When would be the best time to move my fish, now or in the spring?

Is it possible to put a type of fish other than goldfish into my 10 gallon after I have moved my goldfish out? Would this stress the fish?

What types of freshwater fish are best suited for a 10 gallon (looking for fish that are fairly easy to take care of and are fun to watch, and won't grow out of the tank  )? 

Thanks, if I can think of any more questions I will post them.


----------



## fishboy (Feb 26, 2005)

well i'd add the fish in spring(strangly we're in the exact same situation exept that i'm going to build my new pond). And i wouldn't buy a new goldfish for the 10 gallon but i'd get 10 or 12 white cloud mountian minnows they're small, cool, and easy


----------



## fish_doc (Jan 31, 2005)

Since your pond already has fish it late spring would be best. After the winter when the ice melts it takes awhile for the pond to warm up and get good oxygen levels back into the pond again after the fish have been hibernating. 

As far as the ten gallon. There are many freshwater fish you could put in there. You could go for male guppies if you want color and flash in the tail and no fry. A school of neons or cardnials if you like those kinds of colors but they are hard to keep in some areas. Glowlight tetras are a cool addition to small tanks. or even rummy nose tetras are a unique fish that is easy to keep.


----------



## bpswim90 (Oct 30, 2005)

Thanks for the tips fishboy and fish_doc! I think of all the suggestions, I will go with guppies because they seem to be fairly easy and I like how colorful they are. 

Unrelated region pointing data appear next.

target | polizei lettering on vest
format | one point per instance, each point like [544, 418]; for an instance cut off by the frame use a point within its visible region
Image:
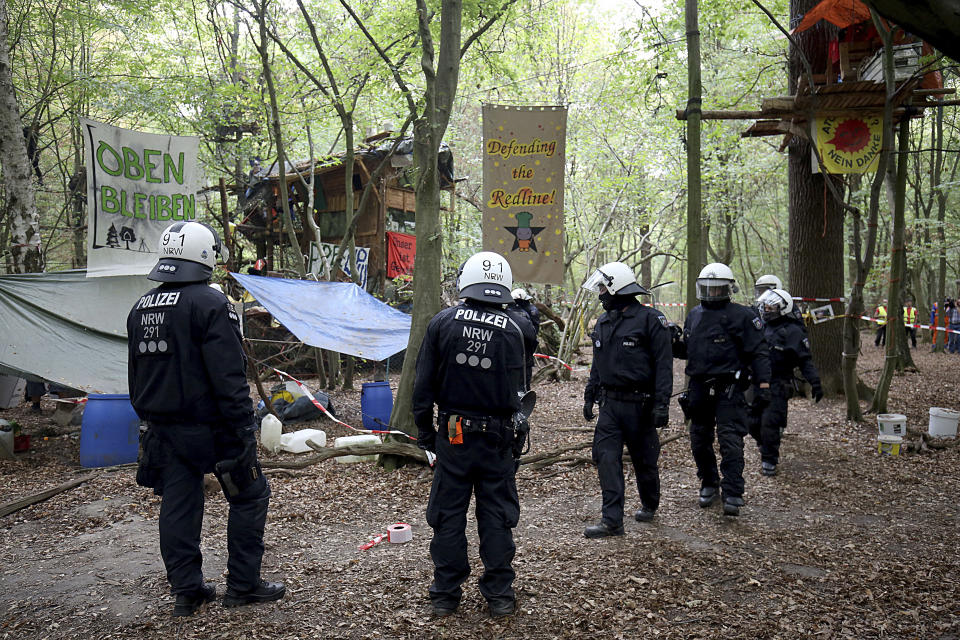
[482, 316]
[152, 318]
[476, 333]
[162, 299]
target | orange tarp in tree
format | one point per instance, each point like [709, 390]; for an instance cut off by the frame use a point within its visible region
[842, 13]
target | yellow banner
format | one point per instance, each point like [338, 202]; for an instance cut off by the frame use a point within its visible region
[523, 164]
[850, 145]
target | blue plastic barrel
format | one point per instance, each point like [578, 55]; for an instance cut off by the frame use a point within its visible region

How many guppies do you think could live happily in a 10gal?


----------



## fish_doc (Jan 31, 2005)

If you go with just males you could probably get 8 and have them be pretty comfortable. If you get both male and female you could probably get 2 males and 5 females. Then you would be looking at either letting nature take care of the balance of numbers from there or be setting up another tank for babys before long. I just started another fry tank today for my guppies. That makes 5 guppy tanks now. 90 gallons total for guppies. LOL


----------